Magistrats absents, greffiers en sous-effectifs, conditions de travail dégradées… Le tribunal judiciaire de Toulouse traverse une crise à tous les niveaux. Le barreau de Toulouse monte au créneau et organise le 8 février un procès fictif pour tentative de meurtrede la justice.
Ce vendredi 27 janvier, le tribunal judiciaire de Toulouse a fait sa rentrée solennelle. Une rentrée sous tensions. Le barreau des avocats toulousains dénonce une dégradation continue des conditions de travail. La bâtonnière toulousaine Me Caroline Marty parle même d’une “situation dramatique”, assurant même qu’à ce jour, “la justice ne peut plus être rendue dans des conditions normales à Toulouse”.
Manque de magistrats et alertes successives
Le délitement des moyens alloués à la justice en France, Me Marty y assiste depuis plusieurs années, avec “colère et incompréhension”. “Mon prédécesseur, déjà, avait lancé des alertes notamment auprès du juge des affaires familiales. Mais là, ça s’est démultiplié. Je crois que personne ne se rend compte de notre réalité sur le terrain”.
Cette réalité-là, ce sont les audiences renvoyées systématiquement, le nombre incalculable de magistrats empêchés et non remplacés. Résultat : “on se retrouve à prioriser certaines activités au détriment d’autres. Parce qu’on n’a pas le choix”.
On a besoin d’un plan d’urgence pour Toulouse
Me Caroline Marty, à la tête du barreau de Toulouse
La responsabilité de l'État
“Les cours criminelles ne sont composées que de magistrats. Si on en manque, on renvoie les affaires. Ça demande plus de moyens humains. Et à la cour criminelle, l’accusé doit être jugé dans les six mois. À l’heure actuelle, nous n’avons pas les ressources pour le faire dans ces délais. Alors l’accusé… ressort ou on est obligé de saisir la cour d’appel pour une éventuelle prolongation de délai”, explique Me Marty.
Bref, la situation semble inextricable. Et le responsable est tout trouvé : “c’est l’État, le ministère de la Justice, le ministère de l’Économie”, assène Me Marty. “Le garde des Sceaux nous annonce des recrutements et des créations de postes sur cinq ans. Mais ce n’est pas sur cinq ans qu’on en a besoin. C’est tout de suite. On a besoin d’un plan d’urgence pour Toulouse”, assène Me Marty.
Un procès fictif pour alerter
Alors, face à cette situation jugée "dramatique et inquiétante", le barreau de Toulouse veut passer à l’action. Le 8 février prochain, les robes noires vont organiser un procès fictif pour tentative de meurtre de la justice.
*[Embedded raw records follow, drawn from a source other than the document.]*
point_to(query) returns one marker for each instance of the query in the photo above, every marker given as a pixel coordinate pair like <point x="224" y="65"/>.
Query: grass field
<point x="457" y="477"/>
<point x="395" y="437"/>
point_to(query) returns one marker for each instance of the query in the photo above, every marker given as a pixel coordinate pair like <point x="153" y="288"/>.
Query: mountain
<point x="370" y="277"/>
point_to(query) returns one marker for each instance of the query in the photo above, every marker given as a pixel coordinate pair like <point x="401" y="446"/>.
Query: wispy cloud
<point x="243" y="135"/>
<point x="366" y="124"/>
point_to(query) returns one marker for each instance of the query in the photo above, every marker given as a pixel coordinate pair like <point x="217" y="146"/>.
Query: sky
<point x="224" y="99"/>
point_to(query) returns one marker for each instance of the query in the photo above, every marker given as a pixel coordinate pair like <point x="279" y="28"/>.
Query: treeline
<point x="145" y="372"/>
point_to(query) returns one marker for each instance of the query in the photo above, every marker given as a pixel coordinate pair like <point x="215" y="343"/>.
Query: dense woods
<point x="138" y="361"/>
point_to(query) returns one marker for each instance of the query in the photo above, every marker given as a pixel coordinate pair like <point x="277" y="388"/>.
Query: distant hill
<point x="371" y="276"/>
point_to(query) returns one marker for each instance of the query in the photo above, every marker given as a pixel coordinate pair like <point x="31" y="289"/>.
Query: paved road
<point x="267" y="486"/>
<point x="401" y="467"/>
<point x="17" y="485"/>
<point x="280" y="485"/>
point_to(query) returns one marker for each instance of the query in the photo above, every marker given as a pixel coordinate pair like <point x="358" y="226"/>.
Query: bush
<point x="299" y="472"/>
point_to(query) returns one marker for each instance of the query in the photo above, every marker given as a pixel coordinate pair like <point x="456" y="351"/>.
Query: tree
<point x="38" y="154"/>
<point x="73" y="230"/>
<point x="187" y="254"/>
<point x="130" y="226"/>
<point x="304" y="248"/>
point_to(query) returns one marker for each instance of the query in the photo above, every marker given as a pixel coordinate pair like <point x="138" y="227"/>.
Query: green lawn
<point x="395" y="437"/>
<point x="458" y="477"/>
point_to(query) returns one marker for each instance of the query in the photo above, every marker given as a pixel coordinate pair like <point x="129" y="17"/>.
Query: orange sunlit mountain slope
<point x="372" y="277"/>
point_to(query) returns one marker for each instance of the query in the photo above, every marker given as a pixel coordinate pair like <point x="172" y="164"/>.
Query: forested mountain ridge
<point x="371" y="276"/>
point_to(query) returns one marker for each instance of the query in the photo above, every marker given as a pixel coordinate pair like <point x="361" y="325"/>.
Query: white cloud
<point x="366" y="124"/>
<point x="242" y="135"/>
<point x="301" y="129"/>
Un projet entériné par une motion adoptée par tout le barreau de Toulouse lors d’une assemblée générale qui s’est tenue à la mi-janvier.
Témoins, audiences reportées, délais à rallonge pour saisir un magistrat : le 8 février, cet événement imaginé à Toulouse doit permettre d’illustrer le plus fidèlement possible le quotidien bien réel des magistrats toulousains. “Cette audience dénoncera le manque de moyens humains et matériels affectant le tribunal judiciaire de Toulouse”, explique le barreau de Toulouse dans un communiqué.
Il faut que les pouvoirs publics se rendent compte de la situation dans laquelle Toulouse se trouve.
Caroline Marty, bâtonnière de Toulouse
Et surtout, ce procès fictif sera l'occasion de revenir sur les conséquences que cette situation peut avoir sur un justiciable. “Il faut que les pouvoirs publics se rendent compte de la situation dans laquelle Toulouse se trouve”, achève Me Marty. Ouvert au public, ce faux procès se tiendra à la salle Tolosa de l’institut catholique de Toulouse (ICT). L’entrée est gratuite. La prestation sera également diffusée en direct sur la chaîne YouTube du barreau toulousain.